Mengenai hak cipta di bidang jurnalisme (Pasal 39), para delegasi menemukan bahwa ketentuan yang menyatakan bahwa "lembaga pers harus mematuhi undang-undang tentang hak cipta dan hak terkait ketika menerbitkan dan menyiarkan karya pers" hanya berhenti pada pengutipan penerapan ketentuan Undang-Undang tentang Hak Kekayaan Intelektual dan belum menciptakan nilai baru bagi bidang jurnalisme.
Selain itu, peraturan yang dirancang dalam Undang-Undang tersebut akan menimbulkan celah dalam menentukan tanggung jawab organisasi media dan menetapkan hak cipta serta hak terkait untuk karya jurnalistik yang menggunakan kecerdasan buatan (AI) (menggunakan AI untuk menulis berita, mengedit foto, membuat video, dll.).

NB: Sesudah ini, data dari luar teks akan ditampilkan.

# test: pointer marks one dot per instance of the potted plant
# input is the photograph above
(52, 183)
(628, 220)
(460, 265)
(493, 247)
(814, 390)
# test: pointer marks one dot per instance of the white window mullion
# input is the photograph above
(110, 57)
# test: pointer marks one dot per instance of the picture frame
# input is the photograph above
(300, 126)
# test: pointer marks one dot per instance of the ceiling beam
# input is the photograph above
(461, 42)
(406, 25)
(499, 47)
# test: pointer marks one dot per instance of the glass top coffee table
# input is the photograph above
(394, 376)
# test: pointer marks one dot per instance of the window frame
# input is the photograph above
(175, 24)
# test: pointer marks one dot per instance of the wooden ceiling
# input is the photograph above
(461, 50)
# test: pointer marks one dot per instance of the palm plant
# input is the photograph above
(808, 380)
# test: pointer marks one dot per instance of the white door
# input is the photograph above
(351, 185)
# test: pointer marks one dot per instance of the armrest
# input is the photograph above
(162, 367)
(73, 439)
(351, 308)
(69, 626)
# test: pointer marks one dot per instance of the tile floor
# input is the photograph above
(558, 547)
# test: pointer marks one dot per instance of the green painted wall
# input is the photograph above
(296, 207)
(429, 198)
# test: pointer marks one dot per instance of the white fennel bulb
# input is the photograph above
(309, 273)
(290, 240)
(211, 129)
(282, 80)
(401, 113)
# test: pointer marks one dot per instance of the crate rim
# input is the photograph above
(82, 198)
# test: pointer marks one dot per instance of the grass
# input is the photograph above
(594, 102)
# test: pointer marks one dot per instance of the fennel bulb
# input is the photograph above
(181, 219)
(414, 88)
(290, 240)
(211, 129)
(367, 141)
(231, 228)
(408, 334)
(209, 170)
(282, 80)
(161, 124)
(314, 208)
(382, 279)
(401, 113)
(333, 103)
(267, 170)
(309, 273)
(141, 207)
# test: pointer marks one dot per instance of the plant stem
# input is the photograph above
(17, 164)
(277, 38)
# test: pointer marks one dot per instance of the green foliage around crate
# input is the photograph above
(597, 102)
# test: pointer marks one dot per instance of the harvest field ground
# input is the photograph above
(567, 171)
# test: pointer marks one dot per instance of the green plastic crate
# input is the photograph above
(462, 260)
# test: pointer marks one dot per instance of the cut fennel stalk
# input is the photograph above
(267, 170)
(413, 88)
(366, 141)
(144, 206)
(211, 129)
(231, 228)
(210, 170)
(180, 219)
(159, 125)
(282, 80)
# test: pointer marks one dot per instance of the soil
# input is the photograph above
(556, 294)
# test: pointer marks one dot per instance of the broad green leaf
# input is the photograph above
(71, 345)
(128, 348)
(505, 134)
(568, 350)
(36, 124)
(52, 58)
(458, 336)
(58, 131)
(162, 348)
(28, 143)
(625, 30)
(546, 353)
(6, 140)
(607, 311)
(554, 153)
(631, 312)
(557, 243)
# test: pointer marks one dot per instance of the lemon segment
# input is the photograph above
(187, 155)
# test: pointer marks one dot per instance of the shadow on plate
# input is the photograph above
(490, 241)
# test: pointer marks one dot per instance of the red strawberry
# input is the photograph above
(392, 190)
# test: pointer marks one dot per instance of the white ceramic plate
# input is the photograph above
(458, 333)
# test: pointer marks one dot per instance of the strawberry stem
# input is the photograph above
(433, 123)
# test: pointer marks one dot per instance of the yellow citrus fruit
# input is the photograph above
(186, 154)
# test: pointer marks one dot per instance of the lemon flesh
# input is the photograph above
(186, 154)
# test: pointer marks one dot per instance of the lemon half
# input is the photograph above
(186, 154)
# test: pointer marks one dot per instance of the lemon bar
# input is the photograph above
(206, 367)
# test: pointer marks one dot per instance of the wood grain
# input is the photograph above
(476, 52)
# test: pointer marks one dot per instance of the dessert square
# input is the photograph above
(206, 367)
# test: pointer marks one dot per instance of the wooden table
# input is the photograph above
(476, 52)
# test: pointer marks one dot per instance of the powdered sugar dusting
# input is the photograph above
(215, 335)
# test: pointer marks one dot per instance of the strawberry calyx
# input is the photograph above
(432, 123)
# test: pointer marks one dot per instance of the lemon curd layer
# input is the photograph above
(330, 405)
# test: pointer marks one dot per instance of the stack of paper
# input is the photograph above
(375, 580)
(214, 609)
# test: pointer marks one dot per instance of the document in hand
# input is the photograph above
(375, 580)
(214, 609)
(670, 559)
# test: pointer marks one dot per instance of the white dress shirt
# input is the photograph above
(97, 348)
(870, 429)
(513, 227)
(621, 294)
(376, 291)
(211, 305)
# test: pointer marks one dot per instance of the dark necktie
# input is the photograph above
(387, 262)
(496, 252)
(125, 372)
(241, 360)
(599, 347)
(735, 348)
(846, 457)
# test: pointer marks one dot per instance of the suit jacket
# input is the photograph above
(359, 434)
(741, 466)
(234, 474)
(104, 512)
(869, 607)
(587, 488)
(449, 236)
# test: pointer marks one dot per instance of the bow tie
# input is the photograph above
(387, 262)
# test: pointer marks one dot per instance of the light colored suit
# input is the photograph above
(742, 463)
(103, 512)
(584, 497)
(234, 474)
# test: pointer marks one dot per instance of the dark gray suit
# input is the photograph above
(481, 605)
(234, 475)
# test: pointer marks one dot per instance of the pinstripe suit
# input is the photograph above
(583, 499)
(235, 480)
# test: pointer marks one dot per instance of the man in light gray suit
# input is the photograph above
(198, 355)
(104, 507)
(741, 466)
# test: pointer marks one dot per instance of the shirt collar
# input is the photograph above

Oleh karena itu, delegasi menyarankan agar panitia penyusun mempertimbangkan dan merevisi ketentuan dalam Pasal 39 rancangan Undang-Undang tersebut ke arah penelitian dan penambahan tanggung jawab lembaga pers dalam memastikan hak cipta dan hak terkait ketika menggunakan AI untuk menciptakan karya pers, sambil secara jelas mendefinisikan prinsip transparansi dan menentukan tanggung jawab hukum.